Cuántos habían hablado del asunto con el rey. Todos decían ser justos; pero no eran sino vanidosos que se admiraban. Pretendían que la justicia consistiera en un acomodo del mundo a sus conceptos.
Por último, vino el primero de los tres que restaban y solicitado para que hiciera un resumen de sus ideas, dijo: —Señor —he sido juez—. Apliqué la ley con inflexibilidad y sin pasiones. Creyendo que encerraba la sabiduría de vuestra majestad y de su pueblo, constituirse en instrumento vuestro. No he faltado una sola vez a la ley. Mi concepto de la justicia es la aplicación estricta de la ley, sin una debilidad, sin una pasión.
Y el rey dijo: —Es claro tu concepto de la justicia.
Habló entonces el segundo:
—Señor, he sido pobre y rico. En todo tiempo hice el bien a los amigos como a los adversarios. A los que labraron mi fortuna como a los que consumaron mi ruina. Pude causar daño a mis amigos y les hice favores. Domé mis impulsos de venganza en bien de todos. Para mí la justicia consiste en hacer el bien a aquellos cuyo mal nos complacería. Justo es aquel que domina su egoísmo. Y el rey sentenció: —Firme es tu concepto de la justicia.

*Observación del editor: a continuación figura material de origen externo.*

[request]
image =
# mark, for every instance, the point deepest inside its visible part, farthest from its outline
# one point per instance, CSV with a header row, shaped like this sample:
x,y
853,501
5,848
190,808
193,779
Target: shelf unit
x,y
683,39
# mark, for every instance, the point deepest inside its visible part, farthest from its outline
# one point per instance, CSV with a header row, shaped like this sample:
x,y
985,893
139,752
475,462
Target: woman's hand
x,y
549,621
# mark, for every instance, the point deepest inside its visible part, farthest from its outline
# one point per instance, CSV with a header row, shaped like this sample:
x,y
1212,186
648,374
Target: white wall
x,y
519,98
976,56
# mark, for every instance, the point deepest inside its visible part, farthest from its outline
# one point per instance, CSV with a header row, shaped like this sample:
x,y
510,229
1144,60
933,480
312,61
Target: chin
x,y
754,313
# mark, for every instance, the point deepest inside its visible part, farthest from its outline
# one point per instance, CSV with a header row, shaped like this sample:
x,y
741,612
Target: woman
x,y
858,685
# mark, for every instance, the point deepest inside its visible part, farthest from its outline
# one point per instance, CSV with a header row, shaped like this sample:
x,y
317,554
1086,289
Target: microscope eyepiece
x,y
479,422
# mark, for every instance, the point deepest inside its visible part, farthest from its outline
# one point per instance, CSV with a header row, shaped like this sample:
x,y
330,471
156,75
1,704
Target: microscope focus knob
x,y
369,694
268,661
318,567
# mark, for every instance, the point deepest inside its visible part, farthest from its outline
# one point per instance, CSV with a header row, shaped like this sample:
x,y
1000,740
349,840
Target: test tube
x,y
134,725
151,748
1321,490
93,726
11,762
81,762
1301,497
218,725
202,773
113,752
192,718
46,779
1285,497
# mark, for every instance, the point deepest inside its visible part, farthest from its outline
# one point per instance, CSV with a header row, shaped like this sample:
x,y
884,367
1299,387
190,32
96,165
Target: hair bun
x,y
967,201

El tercer hombre, el silencioso, dijo:
Señor, yo no tengo conceptos. Pero he aquí lo que me sucedió una vez. Yendo camino del hospital, llegué a una población donde tenía un conocido. Estando fatigado, hambriento, pedí albergue y me lo negó. Cuando llegué al hospital encontré otro conocido que salía ya dado de alta. Llevaba como bagaje dos mudas de ropa y le dije:
—Tú que estás sano ya, hallarás trabajo. Yo estoy enfermo y no tengo sino estos harapos. Haz el favor de darme uno de tus trajes. Y él convino en ello. Años después, aquellos dos hombres fueron condenados al ostracismo por un consejo de guerra. Yo mandaba en jefe y podía acordarse el indulto que ambos me pidieron por conducto de sus familias y de mis amigos. Dejé cumplirse la sentencia del que me negó albergue y agradecí al otro. Eso es todo.
Entonces el rey tendió su mano al narrador. Un rayo de alegría hermoseó sus barbas ancianas. Y volviéndose hacia los ministros congregados, dictaminó: —He aquí al hombre justo. Sólo quienes admiten la derrota pueden ser derrotados.
Concuerdo con Montaigne: “La escasez de medios es posible corregirla; la pobreza del alma no”. Cuidemos, nuestros pasos; vigilemos nuestra conducta diaria. Los pueblos no mueren por débiles sino por viles. En la vida es preciso conjugar la conducta con la idea; de lo contrario se cae en el zigzagueo de la prevaricación. Bien predica quien bien vive, dirá Sancho a Don Quijote, cuando éste lo felicita por sus palabras en las Bodas de Camacho.
La lucha por la vida es feroz. En ella hay sólo sobrevivientes, pero a pesar de ello no pierdan nunca su sentido de humanidad. Sean sembradores y no cosecheros de los esfuerzos ajenos.
Recordad siempre la recomendación de Don Quijote al flamante Gobernador de la Ínsula Barataria:
“Has de cuidar Sancho amigo, que nunca el peso de la dádiva pueda inclinar la vara de la justicia”.